Metrics collection is automatic and cannot be disabled (it’s privacy-respecting by design). The file is stored at .sequant/metrics.json in your project.

The .sequant/ directory is already in the default .gitignore template, so your local analytics won’t be committed:

.gitignore
.sequant/
Terminal window
# Count total runs
jq '.runs | length' .sequant/metrics.json
# Get success rate
jq '[.runs[].outcome] | group_by(.) | map({outcome: .[0], count: length})' .sequant/metrics.json
# Average files changed
jq '[.runs[].metrics.filesChanged] | add / length' .sequant/metrics.json
# Runs with >10 files changed
jq '.runs[] | select(.metrics.filesChanged > 10) | {date, issues, filesChanged: .metrics.filesChanged}' .sequant/metrics.json
# Chain mode runs
jq '.runs[] | select(.flags | contains(["--chain"]))' .sequant/metrics.json

To remove all local analytics:

Terminal window
rm .sequant/metrics.json

A new file will be created on the next sequant run.

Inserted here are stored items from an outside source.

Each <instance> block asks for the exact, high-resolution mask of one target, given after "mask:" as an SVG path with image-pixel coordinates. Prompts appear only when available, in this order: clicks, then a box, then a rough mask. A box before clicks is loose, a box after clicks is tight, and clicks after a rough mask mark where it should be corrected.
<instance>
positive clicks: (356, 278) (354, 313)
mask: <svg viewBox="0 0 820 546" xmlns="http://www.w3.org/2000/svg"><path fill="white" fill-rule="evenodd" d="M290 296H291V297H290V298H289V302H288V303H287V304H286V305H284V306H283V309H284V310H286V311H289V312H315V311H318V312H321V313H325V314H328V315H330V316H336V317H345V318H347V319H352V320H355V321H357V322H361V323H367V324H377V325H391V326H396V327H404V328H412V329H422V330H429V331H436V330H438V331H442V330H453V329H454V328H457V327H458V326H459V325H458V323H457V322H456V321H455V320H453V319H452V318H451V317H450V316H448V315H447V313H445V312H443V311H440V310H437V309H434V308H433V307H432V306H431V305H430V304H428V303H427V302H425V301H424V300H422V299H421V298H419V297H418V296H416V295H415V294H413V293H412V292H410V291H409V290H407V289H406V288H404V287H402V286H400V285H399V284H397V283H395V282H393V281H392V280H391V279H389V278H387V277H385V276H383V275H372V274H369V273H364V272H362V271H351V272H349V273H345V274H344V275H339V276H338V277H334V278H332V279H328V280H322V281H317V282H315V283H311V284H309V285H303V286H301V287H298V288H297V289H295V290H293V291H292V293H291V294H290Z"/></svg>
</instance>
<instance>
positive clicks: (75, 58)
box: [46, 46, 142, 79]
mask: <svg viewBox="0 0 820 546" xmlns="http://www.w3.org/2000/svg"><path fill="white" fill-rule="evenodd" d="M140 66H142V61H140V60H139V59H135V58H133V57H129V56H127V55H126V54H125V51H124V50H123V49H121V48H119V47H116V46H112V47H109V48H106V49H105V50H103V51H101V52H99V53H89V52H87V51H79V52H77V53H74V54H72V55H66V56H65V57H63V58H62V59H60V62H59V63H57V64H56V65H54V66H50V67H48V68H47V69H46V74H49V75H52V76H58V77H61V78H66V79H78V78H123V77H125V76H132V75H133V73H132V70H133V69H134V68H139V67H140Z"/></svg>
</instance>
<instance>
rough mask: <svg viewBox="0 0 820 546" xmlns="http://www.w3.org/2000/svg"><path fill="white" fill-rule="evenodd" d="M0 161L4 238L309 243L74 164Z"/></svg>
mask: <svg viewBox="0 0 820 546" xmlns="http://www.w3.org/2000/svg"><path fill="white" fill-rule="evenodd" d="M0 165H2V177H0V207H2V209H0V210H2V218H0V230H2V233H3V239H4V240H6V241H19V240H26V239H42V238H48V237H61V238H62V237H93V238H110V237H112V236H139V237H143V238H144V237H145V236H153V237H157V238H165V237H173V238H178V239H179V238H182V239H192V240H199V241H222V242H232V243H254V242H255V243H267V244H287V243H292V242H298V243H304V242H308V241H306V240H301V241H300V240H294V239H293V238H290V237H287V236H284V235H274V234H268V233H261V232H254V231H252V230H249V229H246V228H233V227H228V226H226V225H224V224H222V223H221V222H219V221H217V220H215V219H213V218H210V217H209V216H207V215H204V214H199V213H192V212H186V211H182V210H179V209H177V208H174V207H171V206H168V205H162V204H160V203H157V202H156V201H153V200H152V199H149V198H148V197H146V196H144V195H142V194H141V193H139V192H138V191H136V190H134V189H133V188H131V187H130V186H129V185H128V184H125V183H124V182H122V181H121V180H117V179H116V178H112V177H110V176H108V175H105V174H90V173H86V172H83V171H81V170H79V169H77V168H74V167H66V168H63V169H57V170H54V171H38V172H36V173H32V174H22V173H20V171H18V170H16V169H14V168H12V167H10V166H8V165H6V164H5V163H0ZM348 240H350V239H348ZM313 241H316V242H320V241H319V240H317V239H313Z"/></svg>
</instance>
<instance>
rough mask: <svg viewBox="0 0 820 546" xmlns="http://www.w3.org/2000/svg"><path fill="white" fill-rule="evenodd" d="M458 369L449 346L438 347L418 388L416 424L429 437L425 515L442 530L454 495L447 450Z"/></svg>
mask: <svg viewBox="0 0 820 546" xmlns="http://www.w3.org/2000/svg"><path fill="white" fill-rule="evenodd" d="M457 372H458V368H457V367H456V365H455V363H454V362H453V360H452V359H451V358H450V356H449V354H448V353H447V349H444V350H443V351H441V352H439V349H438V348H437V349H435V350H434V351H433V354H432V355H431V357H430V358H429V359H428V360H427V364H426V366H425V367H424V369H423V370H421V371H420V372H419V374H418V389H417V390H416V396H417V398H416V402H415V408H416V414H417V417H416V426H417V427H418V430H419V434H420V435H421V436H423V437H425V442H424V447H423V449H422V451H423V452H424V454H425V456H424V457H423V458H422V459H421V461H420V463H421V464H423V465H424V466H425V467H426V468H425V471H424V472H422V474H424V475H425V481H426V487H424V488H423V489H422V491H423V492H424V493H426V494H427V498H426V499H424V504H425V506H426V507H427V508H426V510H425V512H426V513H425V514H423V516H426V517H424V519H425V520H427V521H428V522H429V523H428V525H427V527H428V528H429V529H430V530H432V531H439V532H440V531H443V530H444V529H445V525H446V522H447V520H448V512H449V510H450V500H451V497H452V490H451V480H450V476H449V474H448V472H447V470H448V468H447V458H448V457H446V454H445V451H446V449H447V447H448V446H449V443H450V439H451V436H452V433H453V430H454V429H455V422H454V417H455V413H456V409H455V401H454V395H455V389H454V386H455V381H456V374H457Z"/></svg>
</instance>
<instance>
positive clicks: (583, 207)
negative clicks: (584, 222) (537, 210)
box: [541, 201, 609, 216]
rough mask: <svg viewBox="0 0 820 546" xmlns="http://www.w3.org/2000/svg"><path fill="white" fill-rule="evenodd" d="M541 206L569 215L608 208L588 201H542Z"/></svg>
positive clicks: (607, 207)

FeatureLogging (.sequant/logs/)Analytics (.sequant/metrics.json)
PurposeDebugging, audit trailPattern analysis, insights
ContainsFull execution detailsAggregate metrics only
PrivacyMay contain file pathsPrivacy-focused, no paths
SizeGrows with each runSingle file, compact
RetentionRotated by size/countKept indefinitely

Use logging when you need to debug specific runs. Use analytics when you want to understand patterns over time.